Report Open Access
Medjkoune, Nawel; Jones, Ben Dylan
The CERN IT Batch service provides computing resources for users at CERN and for the Worldwide LHC Computing Grid. Comprising around 80,000 CPU cores, a large percentage - currently 15,000 - are dedicated to our future batch service powered by HTCondor (https://research.cs.wisc.edu/htcondor/). The new system brings some new features, including the ability to use Docker (https://www.Docker.com) to run jobs in the batch service. Linux container technology such as Docker has become very popular with developers due to ease of packaging and deploying applications. HTCondor has a dedicated “universe” for Docker, and so providing this as part of the batch services should enhance the user experience, and indeed the ease of administering the batch service. The project is to provide and test Docker support in the HTCondor service, and to pilot use cases with advanced user communities such as the ATLAS experiment.

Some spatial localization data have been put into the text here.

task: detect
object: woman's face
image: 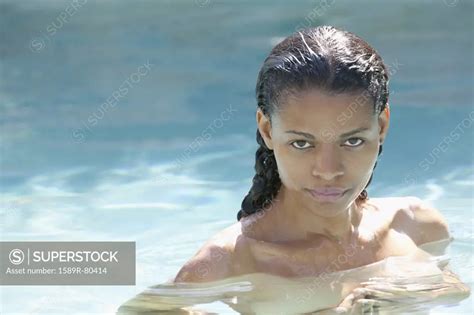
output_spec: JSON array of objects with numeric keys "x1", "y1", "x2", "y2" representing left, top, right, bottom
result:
[{"x1": 257, "y1": 88, "x2": 390, "y2": 216}]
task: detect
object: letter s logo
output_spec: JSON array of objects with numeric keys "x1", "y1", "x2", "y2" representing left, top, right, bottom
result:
[{"x1": 9, "y1": 249, "x2": 25, "y2": 265}]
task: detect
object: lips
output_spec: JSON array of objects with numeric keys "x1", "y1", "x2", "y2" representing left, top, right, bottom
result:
[{"x1": 306, "y1": 187, "x2": 349, "y2": 203}]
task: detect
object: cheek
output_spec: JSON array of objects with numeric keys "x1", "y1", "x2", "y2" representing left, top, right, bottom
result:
[
  {"x1": 362, "y1": 142, "x2": 381, "y2": 168},
  {"x1": 353, "y1": 149, "x2": 378, "y2": 170},
  {"x1": 348, "y1": 138, "x2": 379, "y2": 163},
  {"x1": 272, "y1": 146, "x2": 304, "y2": 188},
  {"x1": 353, "y1": 144, "x2": 380, "y2": 184}
]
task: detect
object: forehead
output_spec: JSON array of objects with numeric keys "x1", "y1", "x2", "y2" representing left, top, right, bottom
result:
[{"x1": 272, "y1": 89, "x2": 375, "y2": 130}]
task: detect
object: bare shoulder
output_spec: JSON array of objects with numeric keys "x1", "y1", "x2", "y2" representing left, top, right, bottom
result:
[
  {"x1": 173, "y1": 224, "x2": 241, "y2": 283},
  {"x1": 387, "y1": 196, "x2": 451, "y2": 246}
]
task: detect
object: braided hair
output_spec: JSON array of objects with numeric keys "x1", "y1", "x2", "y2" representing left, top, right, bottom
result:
[{"x1": 237, "y1": 26, "x2": 389, "y2": 221}]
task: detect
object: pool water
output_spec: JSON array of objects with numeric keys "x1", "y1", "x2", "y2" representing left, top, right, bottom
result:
[
  {"x1": 115, "y1": 239, "x2": 470, "y2": 314},
  {"x1": 0, "y1": 0, "x2": 472, "y2": 314}
]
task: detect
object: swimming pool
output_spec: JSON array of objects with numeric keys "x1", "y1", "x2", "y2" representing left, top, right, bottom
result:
[{"x1": 0, "y1": 0, "x2": 472, "y2": 314}]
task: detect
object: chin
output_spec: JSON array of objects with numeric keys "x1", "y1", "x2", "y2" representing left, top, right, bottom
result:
[{"x1": 307, "y1": 205, "x2": 348, "y2": 218}]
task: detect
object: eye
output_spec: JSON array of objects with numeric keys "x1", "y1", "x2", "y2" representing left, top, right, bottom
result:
[
  {"x1": 291, "y1": 140, "x2": 312, "y2": 150},
  {"x1": 344, "y1": 138, "x2": 365, "y2": 147}
]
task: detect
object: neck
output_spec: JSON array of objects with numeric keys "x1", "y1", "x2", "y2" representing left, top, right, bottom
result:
[{"x1": 272, "y1": 186, "x2": 363, "y2": 245}]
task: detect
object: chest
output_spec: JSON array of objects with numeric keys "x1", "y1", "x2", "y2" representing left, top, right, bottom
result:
[
  {"x1": 233, "y1": 198, "x2": 419, "y2": 278},
  {"x1": 237, "y1": 227, "x2": 419, "y2": 278}
]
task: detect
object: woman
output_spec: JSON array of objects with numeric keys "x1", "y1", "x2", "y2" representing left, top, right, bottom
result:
[{"x1": 170, "y1": 25, "x2": 470, "y2": 313}]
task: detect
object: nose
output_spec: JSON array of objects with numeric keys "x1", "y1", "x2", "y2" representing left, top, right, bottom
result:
[{"x1": 311, "y1": 144, "x2": 344, "y2": 181}]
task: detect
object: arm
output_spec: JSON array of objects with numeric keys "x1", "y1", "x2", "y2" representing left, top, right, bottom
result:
[
  {"x1": 311, "y1": 266, "x2": 471, "y2": 315},
  {"x1": 118, "y1": 244, "x2": 233, "y2": 313},
  {"x1": 392, "y1": 196, "x2": 470, "y2": 298},
  {"x1": 174, "y1": 243, "x2": 233, "y2": 283},
  {"x1": 430, "y1": 265, "x2": 471, "y2": 303},
  {"x1": 382, "y1": 197, "x2": 470, "y2": 304},
  {"x1": 313, "y1": 198, "x2": 470, "y2": 314},
  {"x1": 308, "y1": 287, "x2": 385, "y2": 315},
  {"x1": 393, "y1": 196, "x2": 451, "y2": 247}
]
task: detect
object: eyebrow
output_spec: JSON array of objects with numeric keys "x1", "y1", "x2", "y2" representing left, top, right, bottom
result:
[{"x1": 285, "y1": 127, "x2": 371, "y2": 139}]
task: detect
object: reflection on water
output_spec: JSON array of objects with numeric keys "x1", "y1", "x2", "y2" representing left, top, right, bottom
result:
[{"x1": 117, "y1": 239, "x2": 470, "y2": 314}]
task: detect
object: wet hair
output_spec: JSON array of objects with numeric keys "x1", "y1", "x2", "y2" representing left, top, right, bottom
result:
[{"x1": 237, "y1": 25, "x2": 389, "y2": 221}]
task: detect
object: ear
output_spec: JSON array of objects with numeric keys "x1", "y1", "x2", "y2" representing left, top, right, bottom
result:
[
  {"x1": 256, "y1": 109, "x2": 274, "y2": 150},
  {"x1": 378, "y1": 103, "x2": 390, "y2": 144}
]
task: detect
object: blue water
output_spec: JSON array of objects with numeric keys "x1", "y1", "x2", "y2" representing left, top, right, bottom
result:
[{"x1": 0, "y1": 0, "x2": 472, "y2": 314}]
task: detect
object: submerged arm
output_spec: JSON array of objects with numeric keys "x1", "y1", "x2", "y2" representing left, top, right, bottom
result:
[{"x1": 311, "y1": 265, "x2": 471, "y2": 314}]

Today, the CERN batch system is a facility with more than 10,000 compute nodes. The CERN IT batch service manages this facility and provides computing resources to CERN users and for the Worldwide LHC Computing Grid. The computing power the batch system manages is around 100,000 CPU cores.
In the past, the CERN batch system was running the IBM platform LSF. Currently part of the batch farm has migrated to HTCondor, the future workload management software for the CERN batch system.
Latest versions of HTCondor come with new features, including the ability to run jobs inside Docker containers. We would like to test the Docker support in the batch service to address two issues:
● The inability of the batch submitters to define their own environment of execution, without the intervention of a system administrator
● The underlying OS on the worker nodes are dependent of the job environment. Making updates on those OS may affect the software compatibilities.
In this report, we outline and document the deployment of Docker on the HTCondor worker nodes running CERN CentOS 7, the setting up of the Docker Universe and the creation of job routes that transform incoming jobs in the grid to Docker jobs to be executed in containers. The project includes also the subtask of creating a Scientific Linux CERN 6 (SLC6) Docker image for the grid jobs.